Somebody Should Go to Jail
The Distributed Common Ground System (DCGS) is a direct descendant of the failed U.S. Army Future Combat System Program (FCS) which was cancelled in 2009 after a cost of some $18 billion dollars. The goals of the FCS Program were always somewhat ambiguous, but included the concept of “Network Centric Warfare”; the principal military advocate of which was the late Admiral Arthur Cebrowski (U.S. Navy). Since his death his total vision of Network Centric Warfare (NCW) has found no strong advocate, but one component of NCW has been adopted by both the U.S. Navy and the Air Force namely an information focused command and control system under the acronym of C4ISR (Command, Control, Communications, Computers (C4) Intelligence, Surveillance, Reconnaissance (ISR)).
(See Network-Centric Warfare by Norman Friedman (Naval Institute Press 2009))

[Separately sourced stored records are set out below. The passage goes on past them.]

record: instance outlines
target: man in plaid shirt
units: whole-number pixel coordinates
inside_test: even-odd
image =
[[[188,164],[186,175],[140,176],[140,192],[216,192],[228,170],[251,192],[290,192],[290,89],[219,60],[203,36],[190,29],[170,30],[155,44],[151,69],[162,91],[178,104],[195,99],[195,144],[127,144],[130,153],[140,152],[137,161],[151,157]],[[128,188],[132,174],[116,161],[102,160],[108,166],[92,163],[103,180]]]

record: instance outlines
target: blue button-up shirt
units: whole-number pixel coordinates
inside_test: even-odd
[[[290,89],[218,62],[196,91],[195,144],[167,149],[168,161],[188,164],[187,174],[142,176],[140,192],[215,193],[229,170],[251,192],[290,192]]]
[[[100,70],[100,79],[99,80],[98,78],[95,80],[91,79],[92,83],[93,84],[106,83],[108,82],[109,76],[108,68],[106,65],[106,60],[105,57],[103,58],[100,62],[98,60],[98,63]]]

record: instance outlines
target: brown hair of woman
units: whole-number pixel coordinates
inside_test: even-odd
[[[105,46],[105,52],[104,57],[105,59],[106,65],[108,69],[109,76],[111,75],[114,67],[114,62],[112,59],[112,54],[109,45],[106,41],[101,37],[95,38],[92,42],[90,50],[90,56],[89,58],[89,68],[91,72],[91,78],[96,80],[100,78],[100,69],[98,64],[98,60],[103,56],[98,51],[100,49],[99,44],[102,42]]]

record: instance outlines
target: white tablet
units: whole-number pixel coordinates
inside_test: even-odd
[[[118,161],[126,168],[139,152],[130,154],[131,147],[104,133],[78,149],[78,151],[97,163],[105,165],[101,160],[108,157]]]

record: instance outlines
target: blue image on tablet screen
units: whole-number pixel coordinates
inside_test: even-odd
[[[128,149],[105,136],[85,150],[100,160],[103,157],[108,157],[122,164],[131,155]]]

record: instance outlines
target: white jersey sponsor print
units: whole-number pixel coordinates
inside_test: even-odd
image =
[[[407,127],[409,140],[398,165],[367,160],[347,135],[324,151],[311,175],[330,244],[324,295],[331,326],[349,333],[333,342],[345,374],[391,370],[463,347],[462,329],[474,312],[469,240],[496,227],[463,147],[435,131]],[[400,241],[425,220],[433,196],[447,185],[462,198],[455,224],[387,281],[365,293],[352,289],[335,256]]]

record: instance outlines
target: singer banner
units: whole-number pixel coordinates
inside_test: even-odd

Since each of the U.S. Military Services operate in a vacuum, to my knowledge the U.S. Army never approached either the Navy or the Air Force to share their experiences with NCW before or after launching the FCS Program. The DCGS is of course the information management component of a C4ISR decision making system. From the sound of it the U.S. Army spent over $2 billion dollars on an information system that not only did not benefit from Navy or Air Force experiences with similar systems, but whose designer had no understanding the basic analytic needs of troops who were going to use the system. Indeed the various program managers apparently did not talk to each other let alone the analysts in the field that were going to use it. This is all the more inexcusable because ten years ago the necessary applications to retrieve multi-source data, organize it, and display it using GIS was already in use. (I and many other analysts routinely used this combination for analysis and production.) To design a system today which cannot do this with ease is criminally incompetent. This is what happens when the Military Services, in this case, the U.S. Army are devoid of institutional memory and operate in nearly complete isolation. This is an area where the near somnolent Joint Chiefs ought to act, but are clearly too wrapped up in enhancing their own parochial interests.
Phi Beta Iota: The above remarks were inspired by DefDog: US Army Blows Intelligence Computing (Again)…. All signs point toward the complete collapse of the US Government, including the Department of Defense (DoD), as a legitimate capable entity in both international and domestic state and local eyes. More and more we are seeing hybrid constellations that have come to the realization that they cannot trust the US Government, they cannot rely on the US Government for valid actionable information or intelligence (decision-support), and they need not fear the US Government as long as they are “not an expensive enough problem.” We now look to selected Governors, chambers of commerce, universities, professional associations, and perhaps a few enlightened national governments to begin shaping the new world network. Through its own arrogance and ignorance, the US Government has cut itself off from reality and is unable to adapt to the new paradigm where sharing rather than secrecy, integrity rather than ideology, and intelligence rather than force, are the new rules of the game.